Allons donc mademoiselle, Rome tout de même!

«Je n'ai jamais vu Rome. Je vivais dans ce camp d'entraînement et c'est cet enfermement douillet qui m'a donné la nostalgie du Yukon... Anyway, où que je sois, je m'ennuie toujours du Yukon.»

Elle est retournée à Whitehorse où l'a rejoint son entraîneur Guy Greavette, encore, nous précise-t-elle «que mon vrai entraîneur ce soit... ma mère!»

Elle a un bac en enseignement de l'anglais langue seconde, mais pourrait enseigner le français langue première n'importe quand. À Pékin elle lèvera dans la catégorie des 75 kg. Elle espère égaler son record à l'arraché (110 kg. Avec un total de 240 kg elle pourrait espérer... une sixième place.

Marilou Dozois-Prévost, 23 ans, découvre l'haltérophilie un midi, à l'école Honoré-Mercier (à Ville Émard) une copine lui dit: tu viens, y'a une fille qui vient parler d'haltérophilie...

C'était Maryse Turcotte. Un autre midi il y a eu une démonstration. Marilou a levé sa première barre. Pas concluant! Elle a réessayé. C'est presque tout de suite devenu une passion. Finalement, c'est un peu Maryse qui a amené Marilou à l'haltérophilie, et c'est un peu Marilou - un tout petit peu seulement - qui a poussé Maryse vers la sortie, en la devançant dans le sprint final pour la dernière place disponible pour Pékin.

«Je ne suis certainement pas la seule qui est venue à l'haltérophilie grâce à Maryse. Et qui s'en inspire depuis. Son éthique de travail surtout. Cette exacte concordance entre ce qu'elle dit et fait avec passion. Un exemple pas seulement comme haltérophile...»

Marilou lève dans la même catégorie - les 48 kg que Maryse (la Maryse d'après Athènes), pour le reste elles sont complètement différentes. Marylou est une assez grande chose blonde et mince qui compte plus sur sa technique et sa vitesse que sur sa force, étonnante à l'arraché dont elle détient le record canadien (77 kg), plus «ordinaire» à l'épaulé-jeté (93 kg)...

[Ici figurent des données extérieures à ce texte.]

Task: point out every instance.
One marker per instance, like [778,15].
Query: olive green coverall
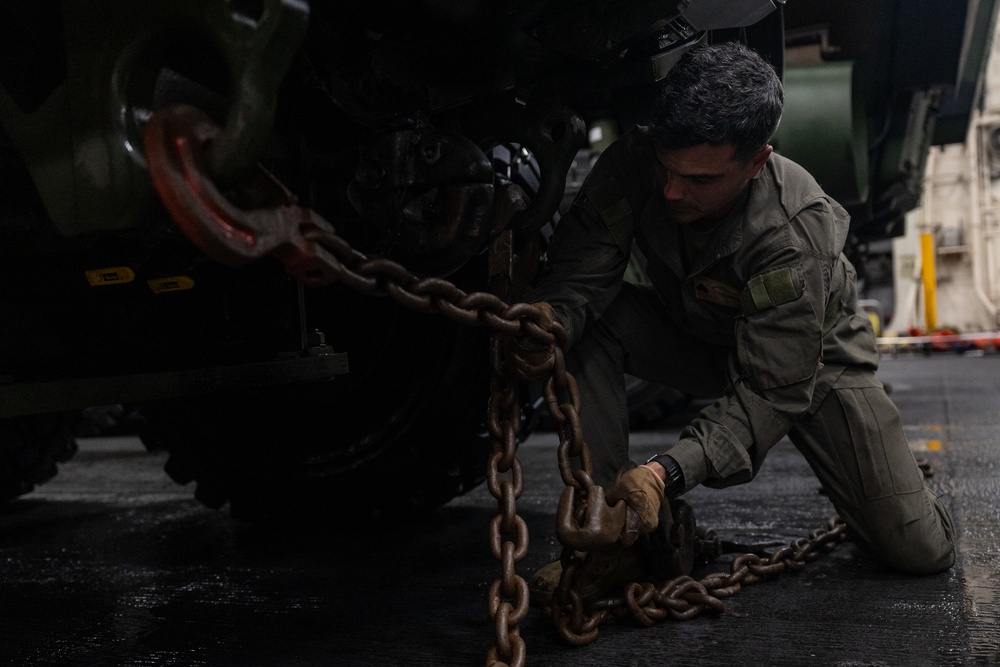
[762,313]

Elle sera une des toutes premières athlètes en action le premier jour des Jeux, le samedi matin 9 août, à 10h du matin, à 11h, merci bonsoir, les Jeux de Marylou seront finis. Non, elle ne pense pas podium. Elle pense deux fois son poids à l'épaulé-jeté, 96 kg, elle pense 78 kg à l'arraché, elle pense Londres dans quatre ans.

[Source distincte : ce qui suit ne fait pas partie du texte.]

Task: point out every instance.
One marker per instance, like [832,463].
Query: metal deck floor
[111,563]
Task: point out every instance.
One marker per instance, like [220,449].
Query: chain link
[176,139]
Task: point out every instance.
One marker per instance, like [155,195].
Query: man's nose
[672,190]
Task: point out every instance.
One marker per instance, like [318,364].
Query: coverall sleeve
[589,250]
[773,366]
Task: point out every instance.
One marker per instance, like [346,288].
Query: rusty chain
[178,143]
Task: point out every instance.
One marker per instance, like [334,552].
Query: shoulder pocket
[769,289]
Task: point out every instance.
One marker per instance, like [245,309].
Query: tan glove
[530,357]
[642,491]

Elle entre en psycho à l'UQAM à l'automne.

Francis Luna-Grenier non plus ne pense pas podium. Meilleur haltérophile masculin canadien à 21 ans, il s'en va à Pékin sans complexe, reste que sa vraie destination est Londres dans quatre ans. Pékin, c'est pour la découverte, il y vise une place dans les 10 premiers, catégorie des 69 kg.

Meilleur en principe à l'épaulé-jeté, c'est souvent à l'arraché qu'il réussit ses meilleures barres, par exemple 135 kg au récent Championnat canadien pour un record canadien.

Mexicain par sa maman (Luna), Francis étudie en sciences de la nature au cégep Ahuntsic. Il est venu à l'haltérophilie par un camp de jour à Claude Robillard, où l'on faisait tâter de tous les sports aux ados en vacances. C'est encore là qu'il s'entraîne avec le club d'haltérophilie de Montréal.

Atypique tant par sa morphologie, un grand maigre dans un sport où c'est plutôt un avantage d'être petit et râblé que par sa personnalité disons expansive et colorée dans un sport où la discrétion et la modestie sont des vertus cardinales. Francis s'est entraîné seul avant d'engager André Kulesza, préparateur de grand renom (et de luxe) de plusieurs athlètes montréalais.

L'équipe canadienne est complétée par Jasvir Singh, de Victoria, qui lèvera dans la catégorie de 62 kg. D'origine indienne, Singh vise lui aussi une dixième place. Il est entraîné par Guy Greavette, le même entraîneur que Jean Lassen.